Other Bills – AB 2418 (Gordon) imposed financial requirements on healthcare districts, including those operating hospitals, by requiring a threshold amount of the government funds they receive which must be spent on health care. While District hospitals can easily meet the requirements included in the bill, it was curious as to why hospitals were included.

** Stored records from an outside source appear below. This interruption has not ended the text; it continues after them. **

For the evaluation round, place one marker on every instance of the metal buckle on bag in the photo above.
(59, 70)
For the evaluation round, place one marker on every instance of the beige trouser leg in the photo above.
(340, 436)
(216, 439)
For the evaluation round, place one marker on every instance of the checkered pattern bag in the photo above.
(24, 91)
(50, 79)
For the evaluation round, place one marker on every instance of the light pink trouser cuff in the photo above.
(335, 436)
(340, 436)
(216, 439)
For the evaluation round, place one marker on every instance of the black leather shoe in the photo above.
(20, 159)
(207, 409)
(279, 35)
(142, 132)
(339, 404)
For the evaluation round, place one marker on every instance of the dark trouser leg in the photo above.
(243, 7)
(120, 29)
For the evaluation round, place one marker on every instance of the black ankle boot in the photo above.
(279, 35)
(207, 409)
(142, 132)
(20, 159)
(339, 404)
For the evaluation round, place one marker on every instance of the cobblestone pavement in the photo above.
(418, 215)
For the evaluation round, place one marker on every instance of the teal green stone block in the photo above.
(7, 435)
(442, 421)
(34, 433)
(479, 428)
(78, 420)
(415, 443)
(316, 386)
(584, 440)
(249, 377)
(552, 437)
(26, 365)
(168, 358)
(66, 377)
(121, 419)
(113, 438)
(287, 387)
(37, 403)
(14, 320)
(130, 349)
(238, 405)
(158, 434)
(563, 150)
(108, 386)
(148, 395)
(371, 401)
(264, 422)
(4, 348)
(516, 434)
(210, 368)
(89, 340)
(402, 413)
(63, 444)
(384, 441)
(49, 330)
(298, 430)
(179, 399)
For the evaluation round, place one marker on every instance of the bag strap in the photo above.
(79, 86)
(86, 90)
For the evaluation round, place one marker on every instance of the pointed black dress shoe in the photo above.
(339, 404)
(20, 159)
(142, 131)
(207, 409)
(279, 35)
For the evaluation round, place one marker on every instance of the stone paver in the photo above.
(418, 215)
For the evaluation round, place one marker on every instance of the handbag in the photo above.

The good news, is this bill was held in the Assembly Appropriations Committee on the “suspense” file due to the cost to the state. The DHLF and ACHD both were opposed.
AB 2018 (Alejo) imposes restrictions on District hospitals relative to officer and employee benefits. Basically the bill prohibits District hospitals from providing specified benefits to an officer or employee that is not offered to all officers and employees. This bill has passed the Assembly and next will be heard in the Senate Health Committee. The DHLF and ACHD both are opposed.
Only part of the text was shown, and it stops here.